We know of only a small number of al-Farabi's pupils. Prominent among them was Abu Zakariya' Yahya ibn 'Adi (d. 374/984), a Jacobite Christian philosopher.  Al-Farabi's true spiritual posterity is found in Avicenna, who acknowledged him as his master.  Thanks to Avicenna’s autobiography, which was completed by his faithful follower al-Juzjani, we know that Aristotle's Metaphysics presented Avicenna with ‘an insurmountable obstacle: he read it through forty times without understanding it’. It was only owing to a treatise by al-Farabi which he came across by chance that 'the scales fell from his eyes'.

Al-Farabi was influential in Andalusia (especially for Ibn Bajjah) and for al-Suhrawardi. This influence can also be perceived, in Mulla Sadra al-Shirazi.

It is apparent from his works that Al-Farabi understood Turkish and Persian (and legend has it that apart from Arabic he was able to understand seventy languages!). Progressively he acquired the mastery which earned him the title of Magister secundus (Aristotle was the Magister primus), and which led to him being viewed as the first great Muslim philosopher. All the evidence supports an opinion current in Iran to the effect that this great philosopher was a Shiite.

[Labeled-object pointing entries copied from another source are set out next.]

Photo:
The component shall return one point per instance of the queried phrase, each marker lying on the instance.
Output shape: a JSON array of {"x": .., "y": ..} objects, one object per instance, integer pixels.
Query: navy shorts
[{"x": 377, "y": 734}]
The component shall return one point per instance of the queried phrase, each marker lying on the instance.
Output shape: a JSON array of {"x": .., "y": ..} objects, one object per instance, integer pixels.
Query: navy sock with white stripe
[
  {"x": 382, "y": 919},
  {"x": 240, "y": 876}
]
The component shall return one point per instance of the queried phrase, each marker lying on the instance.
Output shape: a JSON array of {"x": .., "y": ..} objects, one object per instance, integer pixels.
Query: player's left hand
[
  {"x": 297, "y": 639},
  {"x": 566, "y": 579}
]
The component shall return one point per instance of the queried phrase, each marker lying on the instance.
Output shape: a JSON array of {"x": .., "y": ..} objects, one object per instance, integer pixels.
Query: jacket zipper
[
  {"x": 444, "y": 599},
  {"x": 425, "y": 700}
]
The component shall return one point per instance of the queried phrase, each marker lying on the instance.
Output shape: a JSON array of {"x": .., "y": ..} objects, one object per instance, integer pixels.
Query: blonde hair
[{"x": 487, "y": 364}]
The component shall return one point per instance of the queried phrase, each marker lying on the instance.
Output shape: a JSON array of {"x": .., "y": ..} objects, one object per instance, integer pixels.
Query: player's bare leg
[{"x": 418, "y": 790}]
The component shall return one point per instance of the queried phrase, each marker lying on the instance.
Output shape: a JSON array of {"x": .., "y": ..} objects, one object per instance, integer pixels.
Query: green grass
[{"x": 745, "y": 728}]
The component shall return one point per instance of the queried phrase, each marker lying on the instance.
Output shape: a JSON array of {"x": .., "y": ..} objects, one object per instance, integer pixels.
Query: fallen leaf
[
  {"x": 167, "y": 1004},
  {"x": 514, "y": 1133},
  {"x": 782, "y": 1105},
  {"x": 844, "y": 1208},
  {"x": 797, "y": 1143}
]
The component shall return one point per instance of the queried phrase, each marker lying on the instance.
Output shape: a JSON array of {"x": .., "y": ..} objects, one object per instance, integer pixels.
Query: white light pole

In 330/941 , he did in fact leave Baghdad for Aleppo, where he enjoyed the protection of the Hamdanid Shiite dynasty — Sayf al-Dawlah al-Hamdani had a profound veneration for him. It was not by chance that he received this special Shiite protection. Its meaning becomes fully evident when we are made aware of the affinities between al-Farabi's 'prophetic philosophy' and the prophetic philosophy based on the teaching of the Shiite Imams.

 

 

Al-Masudi writing barely five years after the fact (955-6, the date of the composition of the Tanbīh), says that he died in Damascus in Rajab 339 (between 14 December 950 and 12 January 951), at the age of eighty.

Henry Corbin – History of Islamic Philosophy
For al-Farabi, the Ideal City is a way of bringing men closer to supra-terrestrial happiness. When they pass the doors of death, the troops of the living rejoin the troops of those who went before them into the beyond, 'and they unite themselves with them intelligibly, each one being united with his likeness'. Through this union of soul with soul, the sweetness and delight of those who went first are ceaselessly and indefinitely increased and multiplied.